Parole/Probation ViolationsMarch 13, 2013 11:05 pm
Concord Defense Lawyers
Under New Hampshire criminal law there is a difference between parole and probation. Pursuant to RSA 651:2 a judge may impose probation for a felony or misdemeanor in addition to, or instead of, actual incarceration. A person placed on probation will be supervised by a probation officer and subject to various rules which will often include such things as regular reporting to the probation officer, drug testing, mandatory counseling, no new criminal conduct, and travel restrictions. These are just some of the most common rules and the probation officer can also impose additional rules depending on the particular case.

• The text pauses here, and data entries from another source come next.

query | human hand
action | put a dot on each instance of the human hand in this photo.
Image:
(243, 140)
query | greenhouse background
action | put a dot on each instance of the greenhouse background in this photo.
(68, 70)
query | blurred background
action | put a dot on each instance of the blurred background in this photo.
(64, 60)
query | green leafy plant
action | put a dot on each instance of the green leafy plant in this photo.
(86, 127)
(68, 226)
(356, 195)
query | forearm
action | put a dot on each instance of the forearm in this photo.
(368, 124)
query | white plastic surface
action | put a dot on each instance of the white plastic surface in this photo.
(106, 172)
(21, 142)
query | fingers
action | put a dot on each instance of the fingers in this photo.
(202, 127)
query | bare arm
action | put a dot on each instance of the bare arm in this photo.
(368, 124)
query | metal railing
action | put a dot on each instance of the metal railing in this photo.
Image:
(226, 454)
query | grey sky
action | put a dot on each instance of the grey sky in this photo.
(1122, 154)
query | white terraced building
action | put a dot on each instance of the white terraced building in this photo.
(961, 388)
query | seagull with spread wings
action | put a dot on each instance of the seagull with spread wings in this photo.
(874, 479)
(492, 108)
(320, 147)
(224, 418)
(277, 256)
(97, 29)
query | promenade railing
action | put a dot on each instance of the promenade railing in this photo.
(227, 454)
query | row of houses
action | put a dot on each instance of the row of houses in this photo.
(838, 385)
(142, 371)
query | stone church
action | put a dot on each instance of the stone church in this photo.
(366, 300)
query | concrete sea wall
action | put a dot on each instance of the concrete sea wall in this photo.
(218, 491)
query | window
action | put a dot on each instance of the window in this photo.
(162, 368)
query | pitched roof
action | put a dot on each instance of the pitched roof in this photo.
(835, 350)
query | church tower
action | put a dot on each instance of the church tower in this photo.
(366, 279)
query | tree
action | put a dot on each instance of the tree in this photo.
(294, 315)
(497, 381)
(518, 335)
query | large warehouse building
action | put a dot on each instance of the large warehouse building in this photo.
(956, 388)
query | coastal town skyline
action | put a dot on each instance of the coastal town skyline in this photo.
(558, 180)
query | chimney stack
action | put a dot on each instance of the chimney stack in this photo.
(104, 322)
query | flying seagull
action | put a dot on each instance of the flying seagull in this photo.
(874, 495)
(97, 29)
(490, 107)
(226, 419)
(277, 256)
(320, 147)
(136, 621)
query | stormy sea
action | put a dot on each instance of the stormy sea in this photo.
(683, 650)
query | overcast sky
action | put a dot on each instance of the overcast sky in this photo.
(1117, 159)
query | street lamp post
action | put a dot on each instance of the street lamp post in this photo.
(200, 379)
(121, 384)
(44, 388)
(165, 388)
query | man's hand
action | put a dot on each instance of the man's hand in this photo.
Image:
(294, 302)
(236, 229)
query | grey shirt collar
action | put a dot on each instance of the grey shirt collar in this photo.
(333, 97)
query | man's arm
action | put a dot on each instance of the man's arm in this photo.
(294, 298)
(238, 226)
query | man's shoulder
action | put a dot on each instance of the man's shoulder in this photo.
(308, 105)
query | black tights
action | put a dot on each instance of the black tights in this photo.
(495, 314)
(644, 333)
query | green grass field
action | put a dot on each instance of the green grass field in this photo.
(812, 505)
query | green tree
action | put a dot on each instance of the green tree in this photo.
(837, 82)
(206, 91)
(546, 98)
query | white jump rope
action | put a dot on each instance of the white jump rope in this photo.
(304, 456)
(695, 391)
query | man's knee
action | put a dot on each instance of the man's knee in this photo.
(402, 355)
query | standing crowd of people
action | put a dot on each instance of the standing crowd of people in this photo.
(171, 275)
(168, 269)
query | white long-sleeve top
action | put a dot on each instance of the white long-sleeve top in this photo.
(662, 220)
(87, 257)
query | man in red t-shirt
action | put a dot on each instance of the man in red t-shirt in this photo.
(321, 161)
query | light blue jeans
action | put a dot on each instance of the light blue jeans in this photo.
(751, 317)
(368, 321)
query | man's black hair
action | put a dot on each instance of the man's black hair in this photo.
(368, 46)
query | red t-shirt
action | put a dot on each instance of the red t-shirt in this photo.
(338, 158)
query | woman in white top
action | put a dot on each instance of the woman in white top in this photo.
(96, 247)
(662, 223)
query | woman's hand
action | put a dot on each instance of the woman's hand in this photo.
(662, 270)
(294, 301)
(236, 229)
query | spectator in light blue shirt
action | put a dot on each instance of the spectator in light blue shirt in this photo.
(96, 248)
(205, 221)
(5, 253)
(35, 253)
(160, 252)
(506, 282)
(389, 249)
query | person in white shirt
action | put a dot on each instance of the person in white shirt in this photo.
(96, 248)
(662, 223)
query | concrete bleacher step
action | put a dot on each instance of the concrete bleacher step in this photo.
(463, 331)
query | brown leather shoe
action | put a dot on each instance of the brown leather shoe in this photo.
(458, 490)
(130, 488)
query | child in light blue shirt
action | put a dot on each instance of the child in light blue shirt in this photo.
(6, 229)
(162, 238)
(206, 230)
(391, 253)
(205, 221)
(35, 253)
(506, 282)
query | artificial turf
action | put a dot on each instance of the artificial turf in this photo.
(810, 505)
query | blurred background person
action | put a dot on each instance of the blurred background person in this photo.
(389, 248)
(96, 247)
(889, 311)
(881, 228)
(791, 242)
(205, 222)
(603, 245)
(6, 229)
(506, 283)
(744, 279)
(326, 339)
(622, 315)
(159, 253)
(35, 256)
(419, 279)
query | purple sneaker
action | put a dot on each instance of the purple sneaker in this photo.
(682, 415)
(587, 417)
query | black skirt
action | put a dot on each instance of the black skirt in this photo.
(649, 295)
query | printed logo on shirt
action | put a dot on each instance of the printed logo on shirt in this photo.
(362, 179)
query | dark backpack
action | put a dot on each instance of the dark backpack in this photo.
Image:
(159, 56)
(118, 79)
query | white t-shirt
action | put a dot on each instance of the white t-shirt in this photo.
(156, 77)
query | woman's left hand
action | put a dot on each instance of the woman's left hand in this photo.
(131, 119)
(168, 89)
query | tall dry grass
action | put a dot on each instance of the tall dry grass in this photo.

If the probation officer accuses a defendant of violating the rules the defendant will be brought back to court for a hearing. If the judge finds that there has been a violation, he can impose a sentence up to a maximum punishment for the underlying offense. For example, if a defendant is sentenced to probation for a class B Felony that carries a maximum sentence of 3.5-7 years in prison and violates probation, he can be resentenced up to 3.5-7 years in prison. He will get no credit for the time he spent on probation without committing a violation.
The laws on parole are spelled out in RSA 651-A. The key differences between probation and parole is in how a defendant comes to be placed on parole and the consequences for a violation. Defendants who are sentenced to prison will generally be released and placed on parole. If the parolee is accused of a violation he will be brought back before the parole board for a hearing and if he is found in violation the board will send the person back to serve either a portion or the remainder of his prison sentence. The person will get credit for each day he spent on parole without a violation against his maximum sentence.